Qualified Production Activities Income (QPAI)
What it is:
Qualified production activities income (QPAI) is certain income related to manufacturing that qualifies to be taxed at a lower rate.
How it works/Example:
For example, let's assume that Company XYZ generated $10,000,000 in widget sales last year. It has a factory in Nebraska. The cost of producing the widgets in Nebraska was $7,000,000, meaning that it made a profit of $3,000,000.
Normally, Company XYZ would be subject to, say, a 35% tax on the $3,000,000 profit. But because Company XYZ produced the widgets in the United States, Company XYZ has qualified production activities income and can exclude 9% of the $3,000,000 profit from taxation. Thus, Company XYZ is taxed on $2,730,000 rather than the full $3,000,000. This saves Company XYZ $94,500.

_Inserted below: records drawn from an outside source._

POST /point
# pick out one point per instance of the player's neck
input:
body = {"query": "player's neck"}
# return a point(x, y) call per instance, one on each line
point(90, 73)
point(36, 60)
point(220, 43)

Individuals, corporations, cooperatives, estates, and trusts use IRS Form 8903 to figure their allowable qualified production activities income. The activity must be attributable to a trade or business.
Why it Matters:
The tax-deductibility of qualified production activities income is intended to encourage manufacturers to produce goods in the United States. The deduction came into existence as part of the American Job Creations Act in 2004. The deduction is limited to 50% of the W-2 wages paid by the taxpayer during the calendar year that ends with (or within) the taxpayer's taxable year.
The deduction exists at the federal level, but it can also exist at the state level (depending on the state). If a company does not have qualified production activities income, it generally does not qualify for a domestic production activities tax deduction from the IRS. Restaurants or any kind of food and beverages prepared at a retail establishment generally do not qualify.